I found kindred spirits in Lydia Bantira Kibombo and her sister, Roy Baagala. Grief over the death of Lydia’s 1-year-old daughter, Blessing, led Roy to suggest reaching out to other parents of children with Down syndrome – like Blessing. The effort grew beyond the two women’s expectations. By the time I arrived, they had connected with dozens of families of children with Down syndrome and other disabilities, all in need of information and support.

Lydia and Roy had invited other important contacts to our meeting. The head of the Down Syndrome Foundation of Uganda was there. So were medical staff at the biggest hospital in the district. Leaders with the district parents’ association I had connected with were also there.

As the meeting unfolded, it began to feel familiar. People in the room shared needs and opportunities they were seeing, and themes emerged.
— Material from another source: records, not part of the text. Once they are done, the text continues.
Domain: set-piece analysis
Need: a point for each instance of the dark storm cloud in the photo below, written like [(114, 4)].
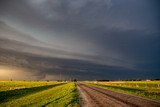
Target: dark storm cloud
[(122, 34)]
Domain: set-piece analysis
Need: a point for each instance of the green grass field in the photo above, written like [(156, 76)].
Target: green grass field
[(148, 89), (38, 94)]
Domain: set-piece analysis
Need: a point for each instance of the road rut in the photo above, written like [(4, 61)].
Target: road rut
[(98, 97)]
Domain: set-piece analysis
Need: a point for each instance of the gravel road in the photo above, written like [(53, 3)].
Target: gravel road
[(98, 97)]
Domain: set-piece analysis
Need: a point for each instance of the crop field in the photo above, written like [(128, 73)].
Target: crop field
[(38, 94), (148, 89)]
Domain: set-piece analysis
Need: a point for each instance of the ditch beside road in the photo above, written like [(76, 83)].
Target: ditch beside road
[(98, 97)]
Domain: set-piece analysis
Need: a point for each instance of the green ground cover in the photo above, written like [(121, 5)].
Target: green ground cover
[(65, 95), (148, 89)]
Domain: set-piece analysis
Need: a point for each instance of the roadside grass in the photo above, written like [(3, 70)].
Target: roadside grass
[(141, 88), (17, 93), (60, 96)]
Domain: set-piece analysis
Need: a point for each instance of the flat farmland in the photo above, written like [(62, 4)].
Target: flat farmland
[(38, 94), (79, 94), (148, 89)]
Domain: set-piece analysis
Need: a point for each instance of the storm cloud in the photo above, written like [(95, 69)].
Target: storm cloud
[(84, 39)]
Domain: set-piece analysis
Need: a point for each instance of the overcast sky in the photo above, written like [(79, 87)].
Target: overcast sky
[(83, 39)]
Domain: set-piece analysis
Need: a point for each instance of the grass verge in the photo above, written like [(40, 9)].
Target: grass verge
[(61, 96)]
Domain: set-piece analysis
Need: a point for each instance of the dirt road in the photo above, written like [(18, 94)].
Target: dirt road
[(98, 97)]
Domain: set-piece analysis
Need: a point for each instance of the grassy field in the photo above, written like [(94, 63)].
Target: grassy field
[(148, 89), (38, 94)]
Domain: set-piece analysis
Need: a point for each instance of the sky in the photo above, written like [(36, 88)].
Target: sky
[(81, 39)]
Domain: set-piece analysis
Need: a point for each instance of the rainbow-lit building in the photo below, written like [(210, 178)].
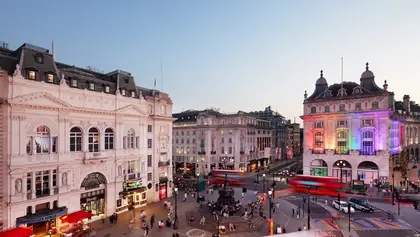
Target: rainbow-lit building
[(348, 127)]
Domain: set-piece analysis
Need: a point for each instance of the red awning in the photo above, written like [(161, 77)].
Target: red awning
[(19, 231), (76, 216)]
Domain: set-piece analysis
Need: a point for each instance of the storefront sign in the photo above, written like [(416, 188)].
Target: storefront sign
[(131, 185)]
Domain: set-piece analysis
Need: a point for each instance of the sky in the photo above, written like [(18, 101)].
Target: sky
[(232, 55)]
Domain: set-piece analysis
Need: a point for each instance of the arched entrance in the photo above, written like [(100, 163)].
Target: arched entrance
[(342, 169), (319, 167), (368, 171), (93, 197)]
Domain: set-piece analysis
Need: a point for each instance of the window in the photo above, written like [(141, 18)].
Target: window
[(31, 74), (319, 142), (74, 83), (342, 143), (93, 141), (42, 183), (50, 78), (149, 160), (109, 139), (42, 140), (163, 112), (129, 139), (367, 143), (75, 139)]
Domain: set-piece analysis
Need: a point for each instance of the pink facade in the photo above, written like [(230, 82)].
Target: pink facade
[(72, 148)]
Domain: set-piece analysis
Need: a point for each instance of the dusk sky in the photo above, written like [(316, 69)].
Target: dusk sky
[(232, 55)]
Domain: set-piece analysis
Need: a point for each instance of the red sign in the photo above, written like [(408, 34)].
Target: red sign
[(162, 192)]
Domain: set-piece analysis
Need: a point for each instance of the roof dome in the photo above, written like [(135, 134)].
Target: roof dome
[(367, 74), (321, 80)]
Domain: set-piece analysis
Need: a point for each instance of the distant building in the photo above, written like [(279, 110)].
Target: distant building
[(75, 138), (278, 131), (347, 127), (207, 139)]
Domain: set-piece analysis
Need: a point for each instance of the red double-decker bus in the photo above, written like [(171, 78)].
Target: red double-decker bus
[(317, 185), (234, 177)]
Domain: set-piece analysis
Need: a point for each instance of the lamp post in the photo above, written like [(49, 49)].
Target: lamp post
[(393, 188), (176, 208), (198, 190), (270, 221), (263, 183), (340, 165)]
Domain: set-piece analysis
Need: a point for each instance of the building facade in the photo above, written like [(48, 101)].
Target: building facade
[(278, 131), (206, 140), (348, 132), (77, 139)]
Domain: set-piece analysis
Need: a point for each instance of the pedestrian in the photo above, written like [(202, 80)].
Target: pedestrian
[(152, 221)]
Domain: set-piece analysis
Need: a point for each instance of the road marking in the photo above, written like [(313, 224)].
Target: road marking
[(196, 233)]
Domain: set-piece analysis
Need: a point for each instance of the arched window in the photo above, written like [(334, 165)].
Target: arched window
[(342, 143), (367, 143), (319, 143), (75, 139), (42, 140), (109, 139), (131, 141), (93, 142)]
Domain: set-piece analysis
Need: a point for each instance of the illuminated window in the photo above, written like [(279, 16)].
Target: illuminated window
[(50, 77), (342, 143), (32, 75), (367, 143)]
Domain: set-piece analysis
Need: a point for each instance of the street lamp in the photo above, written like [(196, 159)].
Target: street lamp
[(176, 208), (340, 165), (198, 190), (263, 183)]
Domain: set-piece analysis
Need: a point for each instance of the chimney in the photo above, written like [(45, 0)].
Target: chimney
[(53, 49), (406, 103)]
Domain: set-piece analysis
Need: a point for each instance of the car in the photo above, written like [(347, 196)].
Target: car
[(361, 205), (342, 206)]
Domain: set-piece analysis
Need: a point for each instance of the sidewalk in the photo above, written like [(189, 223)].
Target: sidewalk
[(407, 214)]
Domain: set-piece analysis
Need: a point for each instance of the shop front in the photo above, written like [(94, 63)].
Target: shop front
[(93, 202), (43, 221), (133, 194), (163, 188)]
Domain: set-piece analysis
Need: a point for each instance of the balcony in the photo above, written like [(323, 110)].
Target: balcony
[(164, 163), (95, 158)]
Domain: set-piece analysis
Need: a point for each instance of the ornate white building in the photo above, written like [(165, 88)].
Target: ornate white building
[(347, 127), (206, 140), (76, 139)]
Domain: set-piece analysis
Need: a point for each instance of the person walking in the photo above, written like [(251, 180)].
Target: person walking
[(152, 221)]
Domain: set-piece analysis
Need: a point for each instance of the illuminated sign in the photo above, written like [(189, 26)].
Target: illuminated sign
[(131, 185)]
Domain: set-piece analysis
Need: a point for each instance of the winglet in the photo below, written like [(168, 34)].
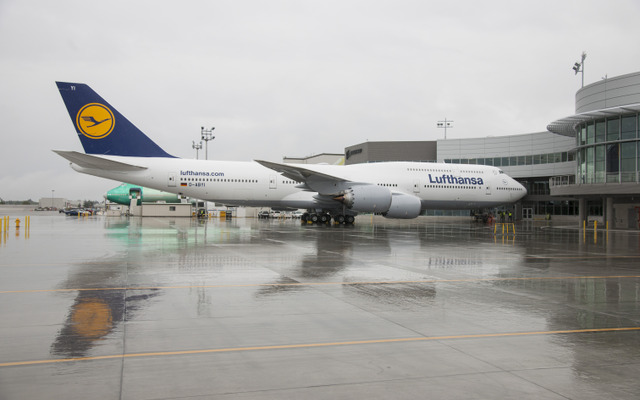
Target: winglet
[(101, 128)]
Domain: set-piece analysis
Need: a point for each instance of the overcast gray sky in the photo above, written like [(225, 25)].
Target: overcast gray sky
[(293, 78)]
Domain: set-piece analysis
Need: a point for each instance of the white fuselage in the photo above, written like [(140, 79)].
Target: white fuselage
[(438, 186)]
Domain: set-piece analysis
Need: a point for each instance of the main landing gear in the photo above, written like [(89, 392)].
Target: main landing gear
[(325, 218)]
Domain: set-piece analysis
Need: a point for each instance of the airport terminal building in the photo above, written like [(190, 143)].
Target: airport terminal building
[(586, 167)]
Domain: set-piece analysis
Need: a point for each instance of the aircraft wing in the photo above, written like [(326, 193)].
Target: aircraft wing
[(95, 162), (317, 181)]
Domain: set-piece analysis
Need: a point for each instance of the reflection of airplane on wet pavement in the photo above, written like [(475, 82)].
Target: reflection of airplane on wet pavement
[(116, 149)]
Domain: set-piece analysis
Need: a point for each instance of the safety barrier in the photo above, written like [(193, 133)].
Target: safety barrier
[(507, 225)]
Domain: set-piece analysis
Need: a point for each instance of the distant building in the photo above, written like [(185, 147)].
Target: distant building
[(391, 151), (322, 158)]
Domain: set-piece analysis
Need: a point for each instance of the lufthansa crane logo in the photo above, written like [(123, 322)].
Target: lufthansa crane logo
[(95, 121)]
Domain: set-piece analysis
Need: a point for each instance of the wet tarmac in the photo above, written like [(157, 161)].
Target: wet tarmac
[(153, 308)]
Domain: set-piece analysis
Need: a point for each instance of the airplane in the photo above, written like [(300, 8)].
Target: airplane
[(123, 194), (116, 149)]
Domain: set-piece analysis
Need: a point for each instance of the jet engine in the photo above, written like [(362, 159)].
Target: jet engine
[(403, 206), (366, 198)]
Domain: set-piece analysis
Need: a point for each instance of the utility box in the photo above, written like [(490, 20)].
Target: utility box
[(166, 210)]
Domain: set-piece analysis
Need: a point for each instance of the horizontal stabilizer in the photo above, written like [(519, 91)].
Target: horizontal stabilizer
[(97, 162)]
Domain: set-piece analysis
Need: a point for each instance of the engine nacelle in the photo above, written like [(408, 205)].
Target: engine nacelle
[(403, 206), (366, 198)]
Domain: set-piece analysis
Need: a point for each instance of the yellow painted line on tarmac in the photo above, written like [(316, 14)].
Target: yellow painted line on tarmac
[(316, 345), (355, 283)]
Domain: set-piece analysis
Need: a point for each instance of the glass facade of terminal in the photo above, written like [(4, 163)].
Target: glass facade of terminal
[(608, 150), (512, 161)]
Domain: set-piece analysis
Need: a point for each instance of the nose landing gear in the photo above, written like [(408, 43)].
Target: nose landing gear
[(324, 218)]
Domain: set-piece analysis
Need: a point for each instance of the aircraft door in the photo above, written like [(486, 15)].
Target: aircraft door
[(171, 182)]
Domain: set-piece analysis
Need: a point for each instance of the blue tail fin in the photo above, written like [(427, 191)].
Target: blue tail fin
[(101, 128)]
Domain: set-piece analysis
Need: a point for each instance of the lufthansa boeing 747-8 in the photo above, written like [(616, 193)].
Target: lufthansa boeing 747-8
[(116, 149)]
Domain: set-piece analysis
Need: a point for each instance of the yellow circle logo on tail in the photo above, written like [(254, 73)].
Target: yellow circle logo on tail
[(95, 121)]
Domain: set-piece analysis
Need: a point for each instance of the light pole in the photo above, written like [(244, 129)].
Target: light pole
[(197, 147), (206, 135), (579, 66), (445, 124)]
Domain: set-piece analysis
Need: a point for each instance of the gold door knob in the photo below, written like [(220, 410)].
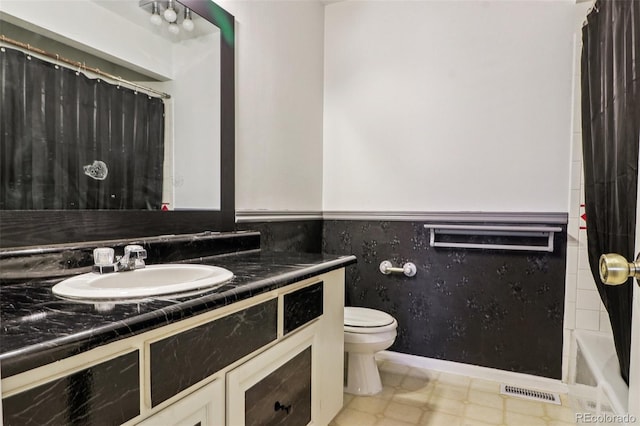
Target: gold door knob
[(616, 270)]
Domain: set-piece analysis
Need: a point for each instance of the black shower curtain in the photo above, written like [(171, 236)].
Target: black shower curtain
[(611, 136), (70, 142)]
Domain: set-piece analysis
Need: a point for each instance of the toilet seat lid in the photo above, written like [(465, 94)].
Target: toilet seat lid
[(365, 317)]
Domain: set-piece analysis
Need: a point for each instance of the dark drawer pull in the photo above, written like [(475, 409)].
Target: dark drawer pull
[(278, 406)]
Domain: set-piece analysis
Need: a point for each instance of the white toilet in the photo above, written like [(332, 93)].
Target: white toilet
[(366, 331)]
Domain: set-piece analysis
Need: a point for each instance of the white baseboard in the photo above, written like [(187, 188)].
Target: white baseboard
[(474, 371)]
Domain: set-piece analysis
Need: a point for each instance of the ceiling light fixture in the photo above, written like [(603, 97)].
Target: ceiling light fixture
[(175, 14)]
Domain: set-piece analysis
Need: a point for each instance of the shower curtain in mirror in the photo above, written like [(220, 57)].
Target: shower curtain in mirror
[(70, 142), (611, 135)]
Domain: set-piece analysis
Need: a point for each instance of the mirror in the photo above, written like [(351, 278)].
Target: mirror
[(199, 190)]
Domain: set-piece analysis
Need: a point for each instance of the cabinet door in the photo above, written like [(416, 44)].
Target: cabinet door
[(276, 387), (204, 407)]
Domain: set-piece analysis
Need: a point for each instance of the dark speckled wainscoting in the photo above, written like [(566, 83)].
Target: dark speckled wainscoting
[(303, 236), (492, 308)]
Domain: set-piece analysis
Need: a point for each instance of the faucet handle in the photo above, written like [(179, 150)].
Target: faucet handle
[(135, 251), (103, 256)]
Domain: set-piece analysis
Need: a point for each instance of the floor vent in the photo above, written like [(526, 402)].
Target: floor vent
[(552, 398)]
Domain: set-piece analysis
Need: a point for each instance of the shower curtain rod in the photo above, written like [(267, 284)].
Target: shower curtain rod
[(81, 66)]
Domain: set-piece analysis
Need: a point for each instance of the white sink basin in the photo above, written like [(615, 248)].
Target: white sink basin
[(153, 280)]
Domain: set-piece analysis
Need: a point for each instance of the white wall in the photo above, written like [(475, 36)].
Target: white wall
[(447, 106), (583, 308), (279, 57)]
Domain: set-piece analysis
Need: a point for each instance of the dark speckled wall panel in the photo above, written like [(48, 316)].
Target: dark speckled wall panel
[(182, 360), (493, 308), (302, 236), (105, 394), (302, 306)]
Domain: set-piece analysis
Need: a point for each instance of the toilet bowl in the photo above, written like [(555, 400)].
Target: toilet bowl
[(366, 331)]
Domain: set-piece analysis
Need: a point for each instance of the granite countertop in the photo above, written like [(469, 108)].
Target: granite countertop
[(37, 328)]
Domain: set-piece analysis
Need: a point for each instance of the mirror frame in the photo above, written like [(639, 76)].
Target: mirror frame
[(21, 228)]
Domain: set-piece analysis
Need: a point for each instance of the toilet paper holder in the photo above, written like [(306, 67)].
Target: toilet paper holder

Organizations who hadn’t known about each other talked about how they might work together.

I realized: this feels like so many meetings I’ve attended for the Council! An ocean away, the same magic was happening. People across organizations were connecting the dots on shared work toward common goals. The room was full of the power of common purpose.

a young child in a bright pink shirt and an adult female family member with a colorful dress is shown leaning over his shoulder - the boy is looking at the camera directly and smiling, his family member is smiling down past him
A parent event offered a sense of hope and community to families who were gathering together for the first time.

Joy in disability

The following day, more than 20 families gathered for a Blessing Maama-hosted event. A roster of speakers, including local leaders, addressed the gathering. The leader of the district parents’ association shared information about health services for children with disabilities – welcome news for the audience.

As I sat at the front table, looking out at the crowd, my mind traveled back to that dark NICU room 11 years ago. I couldn’t have dreamed that the path from there would lead to East Africa, to a room full of families finding hope and community. When I stood to speak, the message that poured out of me was one of shared purpose – of finding that together, our path forward is one of joy.

Not long after, the stage was crowded with dancing children, the parents videoing and clapping along. Most of these families had never before been together with others who shared their experience. Very few had experienced celebration associated with disability. As I have returned home, this is the moment that has stayed with me – families laughing and clapping together as their children with disabilities danced.

The work continues

In my final days in Uganda, I met with several other key disability contacts. I gave a talk to a roomful of university students about how they can become disability advocates in their own communities, from South Sudan to the Democratic Republic of Congo to Rwanda and Zambia. Since my return, I have stayed in touch with my new contacts, researching resources and working toward continued partnership.

The needs are familiar: a shift in attitudes and expectations, access to education, improved healthcare and support services.  As with all work for change, the barriers can feel overwhelming. When I start to feel discouraged, I pull up pictures of children dancing as their parents clap along, and I remember the joy of purpose shared across the miles.